Britische Internate sind schlechter als ihr Ruf. Sie haben zwar den Anspruch, die künftige Elite der Upper Class zu erziehen, aber wenn man in der jüngeren Vergangenheit die Artikel der englischen Presse verfolgt hat, stellt man schnell fest, dass viele Kinder dort ein unsägliches Martyrium erdulden mussten.

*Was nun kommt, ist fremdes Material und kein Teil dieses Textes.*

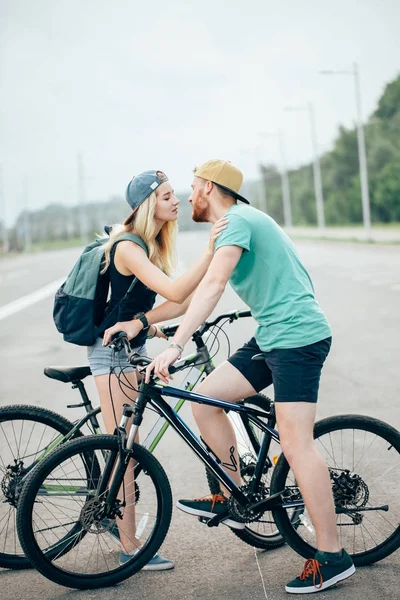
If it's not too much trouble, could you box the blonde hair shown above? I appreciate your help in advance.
[101,190,177,277]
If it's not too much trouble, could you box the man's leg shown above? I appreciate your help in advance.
[193,361,259,488]
[280,402,355,595]
[176,360,262,529]
[274,401,340,552]
[268,339,355,593]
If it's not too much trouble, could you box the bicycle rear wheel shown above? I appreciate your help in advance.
[17,435,172,589]
[270,415,400,566]
[0,405,79,569]
[207,393,287,549]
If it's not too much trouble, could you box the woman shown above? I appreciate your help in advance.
[88,169,226,570]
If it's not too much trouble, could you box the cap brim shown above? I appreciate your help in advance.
[214,182,250,204]
[124,209,137,226]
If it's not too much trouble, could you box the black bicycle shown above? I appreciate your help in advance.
[0,309,281,570]
[16,341,400,589]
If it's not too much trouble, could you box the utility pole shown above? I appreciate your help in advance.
[278,131,293,228]
[353,62,371,236]
[259,131,293,227]
[0,165,9,253]
[308,103,325,229]
[320,62,371,237]
[22,178,32,252]
[77,152,88,244]
[284,104,325,229]
[254,145,267,213]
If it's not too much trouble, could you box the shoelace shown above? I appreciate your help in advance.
[194,493,226,511]
[299,558,323,589]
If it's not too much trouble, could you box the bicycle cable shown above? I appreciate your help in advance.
[110,316,234,420]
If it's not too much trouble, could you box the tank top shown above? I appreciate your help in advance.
[102,240,157,347]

So auch Max Denyer, der, als die unbeschwerten Kindheitstage bei den Großeltern vorbei sind und seine abwesenden Eltern die Erziehung in die Hände des Lehrpersonals der Schule auf dem Hügel legen, den Übergriffen der „English Monsters“ ausgesetzt sein wird. Dort geht es weniger um das Vermitteln von Fähigkeiten und das Formen der Persönlichkeit, sondern vielmehr um deren Auslöschung, das Brechen des Willens. Psychische und physische Gewalt ist Usus, Unterdrückung, an der Tagesordnung, und obwohl wir das Jahr 1986 schreiben, ist das an den Privatschulen noch immer erlaubt. Die Lehrer agieren allesamt in einem rechtsfreien Raum und nutzen das weidlich aus, ganz gleich, ob sie wie „Crimble“ sanftmütig erscheinen oder ihre Brutalität offen ausleben. Und der tatterige Schulleiter? Lässt seinem Kollegium freie Hand und setzt selbst gerne die Reitpeitsche ein. Insbesondere die Übergriffe des Geschichtslehrers „Weapons“ Davis machen nicht nur Max das Leben zur Hölle. Der Alltag schweißt zusammen, geteiltes Leid ist halbes Leid. In Simon und Luke findet er nicht nur Leidensgenossen sondern auch eine Freundschaft, die die Zeit überdauert. Aber dennoch gibt es Dinge, über die sie schweigen. Bis ins Erwachsenenleben hinein.

Ein aufwühlender Roman, brutal und zärtlich zugleich, über ein menschenverachtendes Erziehungssystem, das auf Unterdrückung fußt und dessen traumatisierende Auswirkungen die Generationen überdauern. Aus dem Führungspersönlichkeiten in Politik und Wirtschaft hervorgehen, die einem eklatanten Mangel an Einfühlungsvermögen, an Empathie für ihre Mitmenschen haben.

1998 wurde die Prügelstrafe an Privatschulen in England und Wales abgeschafft, in Schottland 2000 und in Nordirland 2003.